Availability of a validated and accurate method for the detection and quantitation of M1dG in humans may be extremely useful not only for investigations of the role of environmental exposures or lifestyle factors in health outcomes but also for the prevention, prognosis, and diagnosis of diseases associated with inflammation and oxidative stress. For instance, Wang et al. reported that M1dG levels in the normal breast tissue of women with breast cancer were increased 2- to 3-fold compared to the normal tissue of women without breast cancer.[34] In another study, M1dG levels in lymphocyte DNA of thalassemia patients were 4-fold higher than in healthy control subjects, which indicates elevated oxidative stress and LPO-induced DNA damage in internal organs.[35] Further applications of the developed methodology to measure M1dG levels in specific cohorts could facilitate our understanding of the importance of malondialdehyde-induced DNA damage in these and other diseases.
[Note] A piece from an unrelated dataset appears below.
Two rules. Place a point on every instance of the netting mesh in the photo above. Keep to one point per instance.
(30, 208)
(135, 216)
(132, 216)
In summary, we developed a novel LC–NSI–HRMS/MS method for the quantitation of M1dG in human leukocyte DNA, and successfully applied this method to the analysis of M1dG in leukocyte DNA from 50 human subjects. Our approach features a unique application of high-resolution mass spectrometry to achieve the requisite sensitivity and specificity. The method can be used in future studies aimed at understanding the pathophysiological role of M1dG in humans.